Louisiana Civil Code article 1479 sets forth that "[a] donation . . . mortis causa shall be declared null upon proof that it is the product of influence by the donee or another person that so impaired the volition of the donor as to substitute the volition of the donee or other person for the volition of the donor. Comment (b) to article 1479 explains that the article presumes testamentary capacity and further that:
[T]he objective aspects of undue influence are generally veiled in secrecy, and the proof of undue influence is either largely or entirely circumstantial. . . . [E] veryone is more or less swayed by associations with other persons, so this Article attempts to describe the kind of influence that would cause the invalidity of a gift or disposition. Physical coercion and duress clearly fall within the proscription of the previous Article. The more subtle influences, such as creating resentment toward a natural object of a testator's bounty by false statements, may constitute the kind of influence that is reprobated by this Article, but will still call for evaluation by the trier of fact. Since the ways of influencing another person are infinite, the definition given in this Article is used in an attempt to place a limit on the kind of influence that is deemed offensive. Mere advice, or persuasion, or kindness and assistance, should not constitute influence that would destroy the free agency of a donor and substitute someone else's volition for his own.

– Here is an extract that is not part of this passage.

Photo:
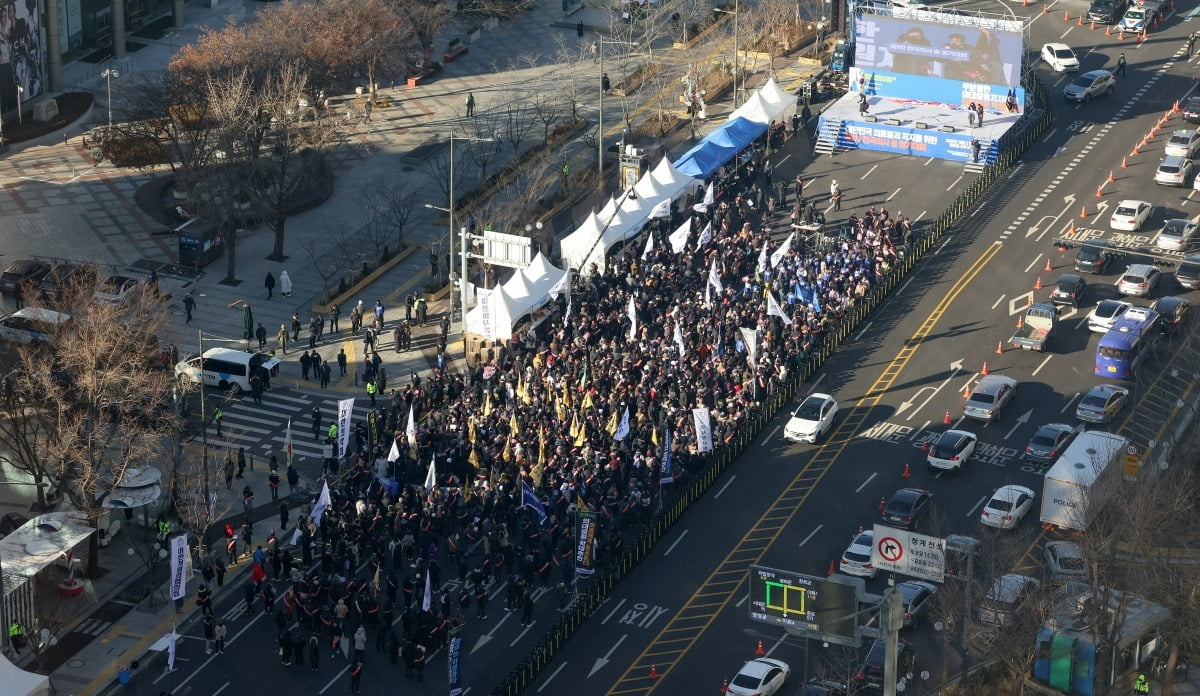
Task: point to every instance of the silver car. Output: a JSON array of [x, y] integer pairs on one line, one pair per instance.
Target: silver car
[[989, 397]]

The party alleging nullity based on undue influence bears the burden of proving such, as set forth in Civil Code article 1483:
A person who challenges a donation because of fraud, duress, or undue influence, must prove it by clear and convincing evidence. However, if, at the time the donation was made or the testament executed, a relationship of confidence existed between the donor and the wrongdoer and the wrongdoer was not then related to the donor by affinity, consanguinity or adoption, the person who challenges the donation need only prove the fraud, duress, or undue influence by a preponderance of the evidence.

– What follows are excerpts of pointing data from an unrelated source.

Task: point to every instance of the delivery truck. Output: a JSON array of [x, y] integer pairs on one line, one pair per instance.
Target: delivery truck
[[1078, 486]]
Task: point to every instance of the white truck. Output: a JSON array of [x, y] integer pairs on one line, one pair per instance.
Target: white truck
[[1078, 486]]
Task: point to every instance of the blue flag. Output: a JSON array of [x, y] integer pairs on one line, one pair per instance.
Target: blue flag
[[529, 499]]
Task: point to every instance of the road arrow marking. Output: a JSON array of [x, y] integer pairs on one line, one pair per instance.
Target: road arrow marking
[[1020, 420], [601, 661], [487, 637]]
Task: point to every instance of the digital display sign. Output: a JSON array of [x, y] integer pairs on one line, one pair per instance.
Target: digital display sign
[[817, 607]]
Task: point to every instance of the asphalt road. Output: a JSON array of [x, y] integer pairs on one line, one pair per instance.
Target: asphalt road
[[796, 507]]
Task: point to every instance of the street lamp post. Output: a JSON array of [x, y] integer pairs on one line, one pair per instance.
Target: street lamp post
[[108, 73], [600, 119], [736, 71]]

Ms. Mohr's undue influence attack primarily focuses on Jeanne Comeaux, who was present at the time Ms. Foret executed the 2008 testament, and who, Ms. Mohr contends, "had a plan or design to influence Ms. Foret to execute the new will favoring Jeanne Comeaux's sister." Ms. Mohr alleges that Jeanne was Ms. Foret's attorney, and therefore a relationship of confidence existed between them, making her burden of proof on the issue of undue influence a preponderance of the evidence. The Comeauxs dispute this allegation, with Jeanne maintaining that she never acted as Ms. Foret's attorney, and only drafted certain powers of attorney at no charge.

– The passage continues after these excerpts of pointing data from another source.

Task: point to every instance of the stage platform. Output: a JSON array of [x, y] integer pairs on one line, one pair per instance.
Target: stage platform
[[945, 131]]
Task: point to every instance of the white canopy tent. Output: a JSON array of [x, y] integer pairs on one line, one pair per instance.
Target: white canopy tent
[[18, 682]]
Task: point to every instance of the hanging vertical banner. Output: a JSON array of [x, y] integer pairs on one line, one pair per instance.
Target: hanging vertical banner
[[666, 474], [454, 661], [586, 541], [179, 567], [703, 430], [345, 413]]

As with the testamentary capacity challenge, resolution of the undue influence challenge will turn on credibility determinations and the weighing of evidence. Considering this and our decision regarding the testamentary capacity issue, we find summary judgment inappropriate on this issue. In fact, summary judgment is seldom appropriate for determinations based on subjective facts or motive, intent, good faith, knowledge, or malice; indeed, it may only be granted on subjective intent issues when no issue of material fact exists concerning the pertinent intent. Succession of Fisher, 970 So.2d at 1054.
CONCLUSION
For the foregoing reasons, the judgment of the trial court granting summary judgment and dismissing Ms. Mohr's claims is reversed. Costs of this appeal are assessed to Jeanne C. Comeaux, Adrienne Comeaux, and Donna Zink.